Out of curiousity I contacted the Student Union at Reading University to see if they really thought it was appropriate to place the religious freedom of some students above that of others, among other questions. In response to my email James Flectcher, the RUSU President told me
RUSU is dedicated to promoting an environment in which all students feel welcome and included in all of our activities, while at the same time being committed to our members maintaining a culture of free speech. Our Equal Opportunities Policy and our Behavioural Policy (which all clubs and societies agree to be bound by), state that RUSU will create a culture based on the principles of fairness, respect and of valuing difference. The events did not comply with these ideals and we took the action we felt necessary to maintain the culture that we exist to promote.
I didn’t feel this completely justified what happened, and I felt that the removal of RAHS didn’t help in ‘maintaining a culture of free speech‘. I then listened to an interview on The Pod Delusion Podcast with Sean Oakley, the president of RAHS, about what happened. In the interview Oakley talks about how the society were trying to promote an upcoming debate they were hosting called ‘Should we respect religion?‘, and how the pineapple was displayed in an attempt to draw attention to freedoms being restricted. In the interview he used the case of Gillian Gibbons as an example. Gibbons was arrested in 2007, interrogated and then held in prison in Sudan for allowing the pupils in her class to name a teddy Mohammed. She was found guilty of “insulting religion” and was sentenced to 15 days’ imprisonment and deportation while protesters called for her to be executed. Gibbons was later pardoned.
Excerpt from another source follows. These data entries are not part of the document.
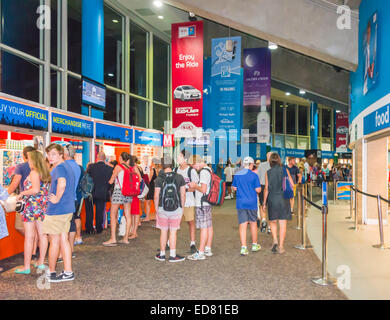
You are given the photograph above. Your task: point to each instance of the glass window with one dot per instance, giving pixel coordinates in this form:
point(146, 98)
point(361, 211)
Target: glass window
point(290, 118)
point(326, 124)
point(291, 142)
point(302, 120)
point(279, 117)
point(279, 141)
point(74, 95)
point(303, 143)
point(160, 70)
point(138, 41)
point(113, 23)
point(19, 25)
point(19, 77)
point(160, 115)
point(53, 32)
point(54, 76)
point(137, 112)
point(74, 35)
point(114, 103)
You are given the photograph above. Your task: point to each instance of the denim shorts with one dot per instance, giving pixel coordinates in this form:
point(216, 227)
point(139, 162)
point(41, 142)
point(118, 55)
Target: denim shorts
point(246, 215)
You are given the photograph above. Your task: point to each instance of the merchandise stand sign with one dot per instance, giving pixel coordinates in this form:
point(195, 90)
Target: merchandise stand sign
point(18, 114)
point(187, 78)
point(72, 126)
point(113, 133)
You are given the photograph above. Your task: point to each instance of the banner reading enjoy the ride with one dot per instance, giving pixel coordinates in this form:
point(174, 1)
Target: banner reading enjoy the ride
point(187, 78)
In the Pod Delusion interview Oakley also spoke of how he felt that the decision of RUSU was justified because of the behaviour policy they had in place for the event, but how he (Oakley) took issue with the policy because of the restrictions it enacted on people.
For the RAHS to display a pineapple with a name badge that read Mohammed after signing a behaviour policy suggests to me that they could only have known what sort of reaction it would provoke and I think they went ahead despite this, to highlight the absurdity of such a reaction from religious students. They weren’t disappointed by the crowd either, because those who took offense automatically attempted to censor the RAHS representatives rather than thinking about their offense rationally, or entering into a civil debate.
The displaying of the pineapple seems to have been a provocative move in order to easily gain attention. The displaying of the pineapple feels more like a PR stunt than unanticipated censorship, even though Sean Oakley denies it being a PR stunt on the RAHS facebook page. There’s nothing inherently wrong with attention grabbing stunts like this if they have the intended outcome – in this instance drawing attention to a debate focusing on the problem of censorship in the name of religious freedoms (in favour of the religious).
However, I do wonder if groups setting themselves up to offend Muslims has become the go-to action of those who want to highlight the already easily demonstrable problem of censorship and blasphemy laws,
and whether that might just be a bit lazy.
Can you imagine how effective a campaign drawing attention to cases like Gibbons’ would have been if it had fallen within the policies enacted by the Reading University Student Union? Not only would it have highlighted a very important issue that we should be vocal about, but it would have meant that those who opposed what RAHS were saying wouldn’t have been able to censor them so easily. Instead the society have put themselves in a position where they can be portrayed as offensive rebels who hate the religious. PR Fail.